- Sanlúcar de Barrameda, Cádiz, Spain
- Sol89 Arquitectos
- Fernando Alda
House with Two Wings nestles at the base of a hill in Southern Spain‘s Sanlúcar de Barrameda, a city in the Cádiz province, and celebrates the terrain on which it stands. Designed by Sol89 Arquitectos for a couple who moved from the North in pursuit of the country's Southern air and sunlight, the crisp white, single-storey, minimalist dwelling aimed to accommodate daily living with work and guest spaces. This requirement led to the split program, creating two wings of the house. The architects explain:
These spaces can coexist in proximity but do not necessarily need direct connections. The project explores the notion of span versus size: a modestly sized house that, by separating the wings, covers much more space than it occupies.
The interior uses are divided into two wings, one facing west towards the Guadalquivir River and the other facing east towards the olive grove at the back of the property. These two wings unfold to embrace as much natural space as possible.
The stepped terraces and the structures containing the different parts of the building are constructed using distinct methods. The terraces are the result of a foundation that adapts to the natural slope of the land. They consist of horizontal floors and vertical walls crafted from concrete that is poured on-site. This integrated flooring brings harmony between the structure and the landscape, effectively controlling the earth's contours. Resting upon this foundation, three pristine white volumes emerge.

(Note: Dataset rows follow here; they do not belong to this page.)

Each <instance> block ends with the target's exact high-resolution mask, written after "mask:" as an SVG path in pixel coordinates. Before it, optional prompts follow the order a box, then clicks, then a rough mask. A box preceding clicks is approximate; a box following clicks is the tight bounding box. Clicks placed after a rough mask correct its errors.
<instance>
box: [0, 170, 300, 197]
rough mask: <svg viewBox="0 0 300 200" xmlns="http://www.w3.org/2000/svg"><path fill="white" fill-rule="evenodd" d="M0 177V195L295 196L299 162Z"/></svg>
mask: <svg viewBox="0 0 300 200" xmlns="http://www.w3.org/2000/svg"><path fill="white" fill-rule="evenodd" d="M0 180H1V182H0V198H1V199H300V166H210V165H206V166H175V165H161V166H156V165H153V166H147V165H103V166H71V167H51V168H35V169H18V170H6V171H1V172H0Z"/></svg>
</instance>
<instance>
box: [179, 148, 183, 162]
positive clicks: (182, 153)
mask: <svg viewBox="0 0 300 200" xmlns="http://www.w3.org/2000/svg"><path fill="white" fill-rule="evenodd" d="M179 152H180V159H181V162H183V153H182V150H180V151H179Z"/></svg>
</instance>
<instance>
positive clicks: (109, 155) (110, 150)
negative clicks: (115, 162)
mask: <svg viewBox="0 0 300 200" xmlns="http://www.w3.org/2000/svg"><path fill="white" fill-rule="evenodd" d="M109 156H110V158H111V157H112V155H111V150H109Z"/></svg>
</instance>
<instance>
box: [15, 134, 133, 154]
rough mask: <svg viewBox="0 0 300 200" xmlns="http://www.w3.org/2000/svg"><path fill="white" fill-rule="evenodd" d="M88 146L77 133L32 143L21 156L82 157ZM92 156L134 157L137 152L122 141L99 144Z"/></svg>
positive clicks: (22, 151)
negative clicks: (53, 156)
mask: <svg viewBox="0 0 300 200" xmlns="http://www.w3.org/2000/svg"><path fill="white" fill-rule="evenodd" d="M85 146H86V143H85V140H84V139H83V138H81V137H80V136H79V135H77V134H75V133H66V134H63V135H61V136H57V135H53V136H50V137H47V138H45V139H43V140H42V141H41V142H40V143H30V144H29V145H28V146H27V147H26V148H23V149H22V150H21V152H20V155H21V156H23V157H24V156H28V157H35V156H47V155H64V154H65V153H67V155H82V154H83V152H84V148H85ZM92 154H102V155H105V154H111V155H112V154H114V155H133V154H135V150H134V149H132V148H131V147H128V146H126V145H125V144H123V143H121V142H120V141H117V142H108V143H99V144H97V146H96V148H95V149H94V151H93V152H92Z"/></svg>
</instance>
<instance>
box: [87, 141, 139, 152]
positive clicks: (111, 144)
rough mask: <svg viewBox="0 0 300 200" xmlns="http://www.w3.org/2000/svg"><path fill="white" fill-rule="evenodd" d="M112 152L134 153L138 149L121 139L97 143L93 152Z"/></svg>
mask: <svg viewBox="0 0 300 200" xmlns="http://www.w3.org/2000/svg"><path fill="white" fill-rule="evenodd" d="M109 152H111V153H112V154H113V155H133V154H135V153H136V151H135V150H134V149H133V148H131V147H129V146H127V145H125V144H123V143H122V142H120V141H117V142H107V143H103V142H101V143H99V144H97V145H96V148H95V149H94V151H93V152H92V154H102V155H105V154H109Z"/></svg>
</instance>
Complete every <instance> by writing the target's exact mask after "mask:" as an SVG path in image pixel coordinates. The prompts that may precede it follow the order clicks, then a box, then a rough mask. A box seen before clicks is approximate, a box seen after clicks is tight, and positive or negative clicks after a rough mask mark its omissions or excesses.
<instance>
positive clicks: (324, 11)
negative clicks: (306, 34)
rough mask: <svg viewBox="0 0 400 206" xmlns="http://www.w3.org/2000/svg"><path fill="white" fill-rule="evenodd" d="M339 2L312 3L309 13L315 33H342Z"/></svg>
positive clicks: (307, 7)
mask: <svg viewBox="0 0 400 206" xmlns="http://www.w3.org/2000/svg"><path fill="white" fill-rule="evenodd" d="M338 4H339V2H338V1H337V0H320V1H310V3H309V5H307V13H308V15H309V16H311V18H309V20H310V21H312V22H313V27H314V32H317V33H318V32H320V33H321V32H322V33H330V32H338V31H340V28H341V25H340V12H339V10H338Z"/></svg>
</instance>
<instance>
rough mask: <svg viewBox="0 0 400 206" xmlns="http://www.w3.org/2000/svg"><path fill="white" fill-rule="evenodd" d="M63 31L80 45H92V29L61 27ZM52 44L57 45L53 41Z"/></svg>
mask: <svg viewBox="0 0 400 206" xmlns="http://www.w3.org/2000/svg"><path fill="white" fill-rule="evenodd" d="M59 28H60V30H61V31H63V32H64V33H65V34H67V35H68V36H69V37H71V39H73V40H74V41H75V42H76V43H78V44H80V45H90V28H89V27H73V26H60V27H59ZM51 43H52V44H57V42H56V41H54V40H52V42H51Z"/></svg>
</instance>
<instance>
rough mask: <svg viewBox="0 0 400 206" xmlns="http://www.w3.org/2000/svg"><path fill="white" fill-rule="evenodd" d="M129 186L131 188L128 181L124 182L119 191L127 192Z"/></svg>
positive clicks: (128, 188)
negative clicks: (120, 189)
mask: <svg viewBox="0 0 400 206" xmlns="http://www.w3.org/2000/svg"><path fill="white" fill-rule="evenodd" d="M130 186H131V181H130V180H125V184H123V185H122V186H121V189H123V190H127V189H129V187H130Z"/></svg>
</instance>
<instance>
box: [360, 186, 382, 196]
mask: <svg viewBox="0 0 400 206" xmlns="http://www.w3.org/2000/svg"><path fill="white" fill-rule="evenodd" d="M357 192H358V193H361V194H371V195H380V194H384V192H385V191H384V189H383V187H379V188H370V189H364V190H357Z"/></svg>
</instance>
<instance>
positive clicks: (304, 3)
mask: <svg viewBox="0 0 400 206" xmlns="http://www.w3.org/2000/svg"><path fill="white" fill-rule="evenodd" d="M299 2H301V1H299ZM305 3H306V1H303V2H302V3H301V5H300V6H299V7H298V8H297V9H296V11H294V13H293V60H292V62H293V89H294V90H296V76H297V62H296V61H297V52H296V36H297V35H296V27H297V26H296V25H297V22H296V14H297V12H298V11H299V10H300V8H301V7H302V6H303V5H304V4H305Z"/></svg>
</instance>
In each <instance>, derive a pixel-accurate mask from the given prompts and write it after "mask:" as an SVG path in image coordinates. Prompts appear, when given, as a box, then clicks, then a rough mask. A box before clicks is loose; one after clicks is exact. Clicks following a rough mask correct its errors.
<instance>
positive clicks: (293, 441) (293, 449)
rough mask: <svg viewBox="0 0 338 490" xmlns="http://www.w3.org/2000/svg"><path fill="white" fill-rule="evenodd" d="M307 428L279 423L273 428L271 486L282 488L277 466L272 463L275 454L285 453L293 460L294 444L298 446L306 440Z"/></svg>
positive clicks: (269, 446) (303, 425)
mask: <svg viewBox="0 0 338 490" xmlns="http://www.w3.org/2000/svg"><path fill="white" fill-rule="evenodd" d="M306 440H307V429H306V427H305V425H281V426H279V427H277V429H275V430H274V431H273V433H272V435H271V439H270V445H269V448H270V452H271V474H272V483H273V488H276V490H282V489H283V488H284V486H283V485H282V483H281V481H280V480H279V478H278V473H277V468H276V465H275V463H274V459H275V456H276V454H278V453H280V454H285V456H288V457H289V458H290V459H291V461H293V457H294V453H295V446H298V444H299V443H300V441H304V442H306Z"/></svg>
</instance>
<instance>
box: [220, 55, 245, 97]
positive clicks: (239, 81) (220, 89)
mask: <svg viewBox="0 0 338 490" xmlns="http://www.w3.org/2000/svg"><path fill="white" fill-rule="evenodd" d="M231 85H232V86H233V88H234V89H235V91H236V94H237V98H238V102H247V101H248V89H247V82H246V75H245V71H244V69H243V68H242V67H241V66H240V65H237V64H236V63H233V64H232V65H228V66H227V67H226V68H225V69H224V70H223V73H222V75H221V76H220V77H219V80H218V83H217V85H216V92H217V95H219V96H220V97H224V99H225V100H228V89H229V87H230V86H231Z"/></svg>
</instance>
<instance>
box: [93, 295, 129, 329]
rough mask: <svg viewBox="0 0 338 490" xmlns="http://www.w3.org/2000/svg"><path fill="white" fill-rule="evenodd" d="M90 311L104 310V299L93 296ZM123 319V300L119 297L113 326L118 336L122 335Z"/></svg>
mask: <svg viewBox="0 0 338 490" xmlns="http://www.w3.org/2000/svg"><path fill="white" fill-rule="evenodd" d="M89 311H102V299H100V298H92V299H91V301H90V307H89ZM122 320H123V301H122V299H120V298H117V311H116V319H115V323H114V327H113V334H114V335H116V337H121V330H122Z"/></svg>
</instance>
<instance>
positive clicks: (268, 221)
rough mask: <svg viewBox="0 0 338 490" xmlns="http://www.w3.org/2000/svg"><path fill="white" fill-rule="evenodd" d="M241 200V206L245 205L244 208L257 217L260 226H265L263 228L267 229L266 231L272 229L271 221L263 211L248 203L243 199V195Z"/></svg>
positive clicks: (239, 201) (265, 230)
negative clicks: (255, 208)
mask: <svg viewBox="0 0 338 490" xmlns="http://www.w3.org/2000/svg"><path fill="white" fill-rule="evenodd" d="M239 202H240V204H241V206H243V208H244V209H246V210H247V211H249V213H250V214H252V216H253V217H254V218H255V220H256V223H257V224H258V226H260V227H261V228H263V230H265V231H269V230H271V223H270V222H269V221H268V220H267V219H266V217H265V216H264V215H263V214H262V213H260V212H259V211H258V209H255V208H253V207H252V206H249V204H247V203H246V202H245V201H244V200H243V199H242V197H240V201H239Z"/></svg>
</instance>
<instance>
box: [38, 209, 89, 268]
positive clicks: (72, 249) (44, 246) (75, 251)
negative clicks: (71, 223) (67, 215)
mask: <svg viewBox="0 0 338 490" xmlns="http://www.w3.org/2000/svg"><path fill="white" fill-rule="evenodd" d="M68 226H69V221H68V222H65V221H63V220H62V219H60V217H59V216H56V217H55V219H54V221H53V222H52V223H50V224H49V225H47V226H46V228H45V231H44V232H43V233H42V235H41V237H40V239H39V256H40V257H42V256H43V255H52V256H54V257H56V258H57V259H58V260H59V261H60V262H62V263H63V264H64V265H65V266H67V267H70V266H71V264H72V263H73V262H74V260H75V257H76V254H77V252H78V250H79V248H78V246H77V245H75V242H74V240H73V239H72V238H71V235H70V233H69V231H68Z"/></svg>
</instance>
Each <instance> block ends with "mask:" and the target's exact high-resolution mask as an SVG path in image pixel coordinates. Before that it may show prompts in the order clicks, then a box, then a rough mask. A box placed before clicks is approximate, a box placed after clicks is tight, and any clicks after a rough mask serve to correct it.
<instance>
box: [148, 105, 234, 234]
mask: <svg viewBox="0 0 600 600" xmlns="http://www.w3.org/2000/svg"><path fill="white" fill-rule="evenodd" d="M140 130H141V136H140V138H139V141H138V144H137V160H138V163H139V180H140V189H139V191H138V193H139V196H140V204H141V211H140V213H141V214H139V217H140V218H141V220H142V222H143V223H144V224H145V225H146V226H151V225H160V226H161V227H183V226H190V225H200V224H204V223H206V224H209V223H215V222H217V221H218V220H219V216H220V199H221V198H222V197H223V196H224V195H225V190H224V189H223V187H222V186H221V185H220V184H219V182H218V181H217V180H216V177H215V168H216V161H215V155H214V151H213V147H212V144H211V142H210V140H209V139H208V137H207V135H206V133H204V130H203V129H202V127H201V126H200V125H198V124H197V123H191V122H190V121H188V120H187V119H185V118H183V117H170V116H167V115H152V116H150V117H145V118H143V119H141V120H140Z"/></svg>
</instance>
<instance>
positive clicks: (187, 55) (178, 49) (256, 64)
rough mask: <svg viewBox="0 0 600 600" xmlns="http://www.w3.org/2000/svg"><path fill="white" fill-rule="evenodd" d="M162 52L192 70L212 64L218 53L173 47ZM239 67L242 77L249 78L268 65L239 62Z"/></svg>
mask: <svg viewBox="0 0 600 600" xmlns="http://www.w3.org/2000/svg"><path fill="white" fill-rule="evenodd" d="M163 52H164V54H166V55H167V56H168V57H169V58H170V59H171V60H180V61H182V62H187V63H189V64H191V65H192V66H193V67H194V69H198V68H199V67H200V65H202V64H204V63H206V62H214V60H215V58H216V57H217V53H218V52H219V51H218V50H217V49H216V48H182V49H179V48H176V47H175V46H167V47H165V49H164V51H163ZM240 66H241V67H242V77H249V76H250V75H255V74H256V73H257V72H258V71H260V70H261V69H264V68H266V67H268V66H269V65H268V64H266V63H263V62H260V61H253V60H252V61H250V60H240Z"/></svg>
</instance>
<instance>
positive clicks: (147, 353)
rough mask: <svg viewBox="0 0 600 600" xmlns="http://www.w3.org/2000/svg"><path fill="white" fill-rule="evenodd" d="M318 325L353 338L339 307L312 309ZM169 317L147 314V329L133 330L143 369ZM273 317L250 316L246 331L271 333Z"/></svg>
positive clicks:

These volumes are built with load-bearing ceramic walls and external insulation. They evoke a fundamental construction style based on horizontal beams, and their towering height is broken by flat segments to establish more welcoming intermediate areas amidst them. Alongside the two sections accommodating the everyday living spaces and occasionally utilised rooms, there is a third section housing the bathroom. This part extends beyond the entrance courtyard and is positioned at an angle to the parallel arrangement of the terraces. This deliberate placement introduces a shift in the layout, influenced by the panoramic views towards the Guadalquivir River.